The linguists at Language Log have been poking fun at a BBC story suggesting that British teens have poor vocabularies and that Britain is becoming a nation of "Vicky Pollards." The main posts on the subject are here and here; an extra post is here, and for a (very partial) retraction of their original mockery (which was substantially fair, but here they go into greater theoretical detail) here.
By the way, who is Vicky Pollard? The Language Loggers suggest looking here, here, here, and here. I've only looked at the fourth of those links, but it's pretty funny.
In any event, the basic moral is that the BBC doesn't know what it's talking about. For one thing:
The Vicky character — a broad satire of the accent, dress and manners of British lumpen-teen females — is portrayed as hyper-verbal. One of the basic Vicky bits is her jabbering rapidly on automatic pilot, saying far more than she should. Yet the BBC sees her as someone who is unable to communicate due to an inadequate word stock, not someone who over-communicates with socially inappropriate content, accent, word choice and sentence structure. This is another piece of evidence that journalists these days are incapable of elementary observation and common-sense description, at least when it comes to speech and language.
For another thing, the story generated the assertion that "the top 20 words used [by British teens] . . . account for around a third of all words." Now, you're supposed to read that and imagine "um," "like," "y'know" . . . but it turns out that everyone does the same thing.
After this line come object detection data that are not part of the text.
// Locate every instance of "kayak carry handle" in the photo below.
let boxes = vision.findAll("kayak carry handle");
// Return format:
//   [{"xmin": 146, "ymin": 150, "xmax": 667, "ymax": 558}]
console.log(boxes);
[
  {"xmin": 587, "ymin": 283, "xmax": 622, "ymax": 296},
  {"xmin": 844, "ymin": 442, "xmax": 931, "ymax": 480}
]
Having the top 20 words account for a third of all your words is a normal distribution. (That's "normal" in the "ordinary" sense, not the "Gaussian" sense.) Take a look at Zipf's Law, and then read this lovely article about the Oxford English Corpus, where you can find the 100 commonest English "words" (where "words" basically means "lemmas," if you find that helpful).
Especially funnily, the Language Log folks analyzed a text by the professor responsible for the statistic, and found that he, too, followed the same 20/one-third law! Not that the professor is really to blame; of course, his research was badly mangled by the media.
UPDATE: A commenter quibbles with my use of the word "commonest." In the comments, I quote the Oxford English Corpus guys using the word, and also uses of the word by Byron and Jonathan Swift.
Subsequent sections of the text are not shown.